National security advisor John Bolton on Thursday unveiled the administrations' refocused African strategy, which will take effect immediately.
"The predatory practices pursued by China and Russia stunt economic growth in Africa; threaten the financial independence of African nations, inhibit opportunities for U.S. investment, interfere with U.S. military operations and pose a significant threat to U.S. national security interests," Bolton said during his opening remarks at the Heritage Foundation.
"Across the continent, Russia advances its political and economic relationships with little regard for the rule of law or accountable and transparent governance. It continues to sell arms and energy in exchange for votes at the United Nations— votes that keep strongmen in power, undermine peace and security, and run counter to the best interests of the African people," Bolton said.
Bolton also had tough words for China.
"We are already seeing the disturbing effects of China's quest to obtain more political, economic, and military power," Bolton said of Beijing's role in Africa.

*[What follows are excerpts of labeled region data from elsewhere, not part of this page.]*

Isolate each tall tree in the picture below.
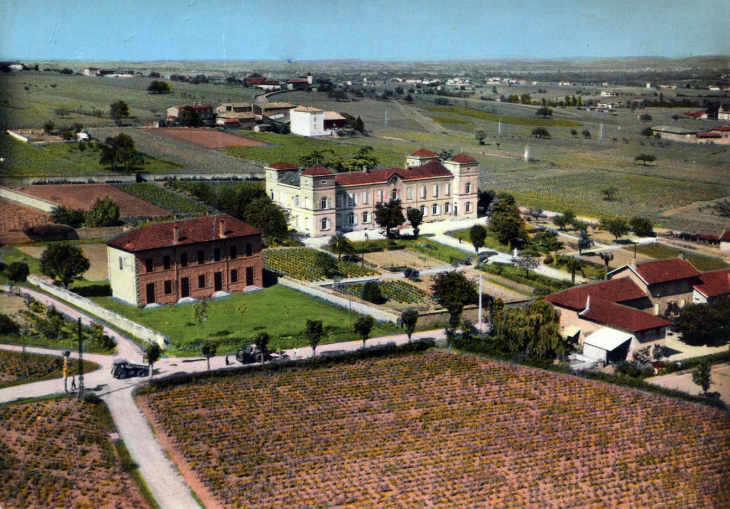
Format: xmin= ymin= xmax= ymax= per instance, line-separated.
xmin=375 ymin=200 xmax=406 ymax=237
xmin=469 ymin=224 xmax=487 ymax=254
xmin=431 ymin=272 xmax=477 ymax=330
xmin=489 ymin=194 xmax=527 ymax=247
xmin=109 ymin=101 xmax=129 ymax=126
xmin=41 ymin=243 xmax=91 ymax=288
xmin=398 ymin=308 xmax=418 ymax=343
xmin=406 ymin=207 xmax=423 ymax=237
xmin=352 ymin=315 xmax=375 ymax=348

"China uses bribes, opaque agreements, and the strategic use of debt to hold states in Africa captive to Beijing's wishes and demands. Its investment ventures are riddled with corruption, and do not meet the same environmental or ethical standards as U.S. development projects," he said.
Bolton's speech comes as the world's two largest economies work through trade disputes that have rocked global markets.
He explained that because of China and Russia's malign role in Africa, the U.S. will intervene and strengthen its economic ties within the region.
"Enhancing U.S. economic ties with the region, is not only essential to improving opportunities for American workers and businesses; it is also vital to safeguarding the economic independence of African states and protecting U.S. national security interests," Bolton said.